The first thing I can remember wanting to be is a children’s author. I also loved animals. We had a dog and a big outdoor cage full of doves. My good friend, Jenny, lived on a dairy farm and it was critter heaven for me. We would jump her horses bareback over bales of hay and ride for miles in the hills.
When I was in college I spent a year in Nairobi, Kenya, as an exchange student. I didn’t know much about Africa before I left, but I knew it had lots of wildlife. I traveled throughout East and Central Africa and saw lions, elephants, gorillas, Cape buffalo, and many other animals. I met my future husband, Rob, in Kenya. He was also an exchange student. We both loved living in East Africa.
I have a B.A. in Social Science from the University of California, Irvine, and a Master of Public Health from the University of California, Berkeley.
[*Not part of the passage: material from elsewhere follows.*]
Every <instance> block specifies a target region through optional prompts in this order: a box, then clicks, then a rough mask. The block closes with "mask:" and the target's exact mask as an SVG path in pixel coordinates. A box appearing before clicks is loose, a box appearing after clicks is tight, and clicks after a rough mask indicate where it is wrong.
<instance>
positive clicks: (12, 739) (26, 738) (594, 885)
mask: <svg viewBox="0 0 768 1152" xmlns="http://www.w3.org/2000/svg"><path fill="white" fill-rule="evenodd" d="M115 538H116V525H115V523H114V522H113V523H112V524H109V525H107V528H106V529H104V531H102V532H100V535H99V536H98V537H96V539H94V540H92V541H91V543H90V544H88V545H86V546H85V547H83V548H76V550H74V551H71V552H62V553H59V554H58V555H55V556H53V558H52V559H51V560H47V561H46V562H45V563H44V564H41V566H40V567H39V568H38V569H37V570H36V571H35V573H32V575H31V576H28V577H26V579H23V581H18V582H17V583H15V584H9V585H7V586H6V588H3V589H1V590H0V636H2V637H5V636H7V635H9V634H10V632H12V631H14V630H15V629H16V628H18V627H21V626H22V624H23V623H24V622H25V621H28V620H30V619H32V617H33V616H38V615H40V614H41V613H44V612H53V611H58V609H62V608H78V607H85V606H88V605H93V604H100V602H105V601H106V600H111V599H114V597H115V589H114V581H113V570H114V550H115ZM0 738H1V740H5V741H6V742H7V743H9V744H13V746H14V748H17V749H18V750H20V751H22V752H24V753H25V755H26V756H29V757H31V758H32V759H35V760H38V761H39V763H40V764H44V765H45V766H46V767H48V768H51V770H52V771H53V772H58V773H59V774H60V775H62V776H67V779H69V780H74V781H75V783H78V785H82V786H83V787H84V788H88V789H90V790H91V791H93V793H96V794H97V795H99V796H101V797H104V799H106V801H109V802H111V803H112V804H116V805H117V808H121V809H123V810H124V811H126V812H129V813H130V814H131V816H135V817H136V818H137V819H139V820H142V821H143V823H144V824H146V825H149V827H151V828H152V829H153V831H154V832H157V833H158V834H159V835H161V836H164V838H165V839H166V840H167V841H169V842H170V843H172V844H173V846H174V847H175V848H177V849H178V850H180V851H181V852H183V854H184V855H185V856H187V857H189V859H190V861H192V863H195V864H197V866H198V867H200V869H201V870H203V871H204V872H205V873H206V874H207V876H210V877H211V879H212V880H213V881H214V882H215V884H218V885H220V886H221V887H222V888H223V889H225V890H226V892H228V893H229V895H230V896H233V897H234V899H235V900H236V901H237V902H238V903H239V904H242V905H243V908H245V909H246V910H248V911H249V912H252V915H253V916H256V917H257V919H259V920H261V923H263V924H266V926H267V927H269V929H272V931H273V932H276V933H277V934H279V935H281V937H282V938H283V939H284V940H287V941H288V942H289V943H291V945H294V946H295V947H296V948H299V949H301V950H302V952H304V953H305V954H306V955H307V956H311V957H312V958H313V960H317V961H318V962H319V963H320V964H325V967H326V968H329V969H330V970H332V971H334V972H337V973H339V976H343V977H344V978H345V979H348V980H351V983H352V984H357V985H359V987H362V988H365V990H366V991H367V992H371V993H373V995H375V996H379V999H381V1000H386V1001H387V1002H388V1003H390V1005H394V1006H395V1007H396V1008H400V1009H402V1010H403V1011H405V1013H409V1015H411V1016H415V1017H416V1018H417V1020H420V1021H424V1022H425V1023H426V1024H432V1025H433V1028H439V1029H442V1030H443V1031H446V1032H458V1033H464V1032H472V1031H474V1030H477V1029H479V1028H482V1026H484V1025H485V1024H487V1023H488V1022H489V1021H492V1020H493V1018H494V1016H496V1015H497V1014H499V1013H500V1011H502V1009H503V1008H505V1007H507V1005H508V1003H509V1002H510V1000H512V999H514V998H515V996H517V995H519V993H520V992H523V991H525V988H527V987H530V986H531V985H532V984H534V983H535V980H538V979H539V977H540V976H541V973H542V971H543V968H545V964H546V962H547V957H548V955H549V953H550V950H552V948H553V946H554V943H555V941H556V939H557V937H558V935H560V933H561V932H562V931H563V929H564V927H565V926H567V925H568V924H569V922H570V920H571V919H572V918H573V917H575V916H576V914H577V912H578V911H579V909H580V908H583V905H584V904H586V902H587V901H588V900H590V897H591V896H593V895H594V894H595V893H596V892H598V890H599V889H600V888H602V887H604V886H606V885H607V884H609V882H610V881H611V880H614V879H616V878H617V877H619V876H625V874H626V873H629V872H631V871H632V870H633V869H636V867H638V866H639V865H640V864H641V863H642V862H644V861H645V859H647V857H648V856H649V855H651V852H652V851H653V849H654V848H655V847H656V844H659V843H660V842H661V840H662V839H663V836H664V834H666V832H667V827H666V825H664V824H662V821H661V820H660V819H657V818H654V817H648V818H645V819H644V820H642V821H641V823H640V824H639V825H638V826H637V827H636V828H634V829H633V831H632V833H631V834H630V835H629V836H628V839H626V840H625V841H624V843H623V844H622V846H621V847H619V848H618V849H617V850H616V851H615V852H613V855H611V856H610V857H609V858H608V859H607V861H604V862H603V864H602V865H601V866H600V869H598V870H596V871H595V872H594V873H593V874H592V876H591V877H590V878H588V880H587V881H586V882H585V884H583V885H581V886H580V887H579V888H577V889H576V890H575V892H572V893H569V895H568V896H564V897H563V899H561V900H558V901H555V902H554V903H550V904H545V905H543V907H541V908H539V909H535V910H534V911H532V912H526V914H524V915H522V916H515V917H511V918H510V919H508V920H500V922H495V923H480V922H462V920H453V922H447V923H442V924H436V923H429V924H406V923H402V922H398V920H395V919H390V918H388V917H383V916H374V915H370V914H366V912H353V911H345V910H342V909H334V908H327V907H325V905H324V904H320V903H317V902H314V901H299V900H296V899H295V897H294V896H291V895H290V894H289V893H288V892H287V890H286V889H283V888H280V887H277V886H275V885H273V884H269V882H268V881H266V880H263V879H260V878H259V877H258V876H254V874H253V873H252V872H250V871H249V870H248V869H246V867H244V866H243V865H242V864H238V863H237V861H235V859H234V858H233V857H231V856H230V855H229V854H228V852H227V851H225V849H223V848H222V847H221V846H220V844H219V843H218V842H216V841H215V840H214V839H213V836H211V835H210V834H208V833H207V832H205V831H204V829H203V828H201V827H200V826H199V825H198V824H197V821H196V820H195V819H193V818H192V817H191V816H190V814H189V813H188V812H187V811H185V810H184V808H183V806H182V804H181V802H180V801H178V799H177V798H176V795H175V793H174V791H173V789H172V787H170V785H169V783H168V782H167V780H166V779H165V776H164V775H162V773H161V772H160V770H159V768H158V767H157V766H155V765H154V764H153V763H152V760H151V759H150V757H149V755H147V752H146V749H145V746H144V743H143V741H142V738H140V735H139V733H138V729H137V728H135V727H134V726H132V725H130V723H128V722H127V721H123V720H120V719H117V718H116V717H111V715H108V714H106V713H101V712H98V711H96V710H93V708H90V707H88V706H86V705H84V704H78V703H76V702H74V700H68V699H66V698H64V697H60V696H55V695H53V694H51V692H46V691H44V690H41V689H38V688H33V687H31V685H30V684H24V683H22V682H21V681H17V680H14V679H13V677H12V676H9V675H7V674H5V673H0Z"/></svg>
I’ve worked as a legislative assistant for foreign affairs for a California congressman and as an international health consultant. Over the years Rob and I lived in Kenya, the Marshall Islands, South Africa, the Philippines, and Japan. We have three children, Travis, Kelsey, and Connor. Each child was born in a different country. Our grandson, Shepherd, is a native San Franciscan.
How I Started Writing
My family and I lived in Japan for about six years, and my children all attended a local Japanese preschool. The Japanese mothers at the preschool told me the story of Hachiko. I thought it was a wonderful tale. When we returned to the U.S., I decided I wanted to be a writer, just like I’d planned to be when I was four. (Better late than never.) Hachiko is famous in Japan, and I thought his story would be a wonderful one to share with English-speaking children. Hachiko was my first book. Since then I’ve written Gorilla Doctors, Life on Earth—and Beyond, A Life in the Wild, The Frog Scientist, Prowling the Seas, Project Seahorse, The Dolphins of Shark Bay, Samurai Rising, Crow Smarts, and How to Build a Human.
On the Home Front
My husband and I split our time between Oakland, California, Newberg, Oregon, and Tokyo, Japan. Besides reading and writing, I love to scuba dive, snow ski, and practice kendo (Japanese swordfighting). I also volunteer as a wildlife rehabilitator at the Lindsay Wildlife Hospital in Walnut Creek, CA, where I specialize in raising orphaned crows and ravens. While writing, I’m kept company by my dog Manchee (who is named after the dog in Patrick Ness’s novel The Knife of Never Letting Go).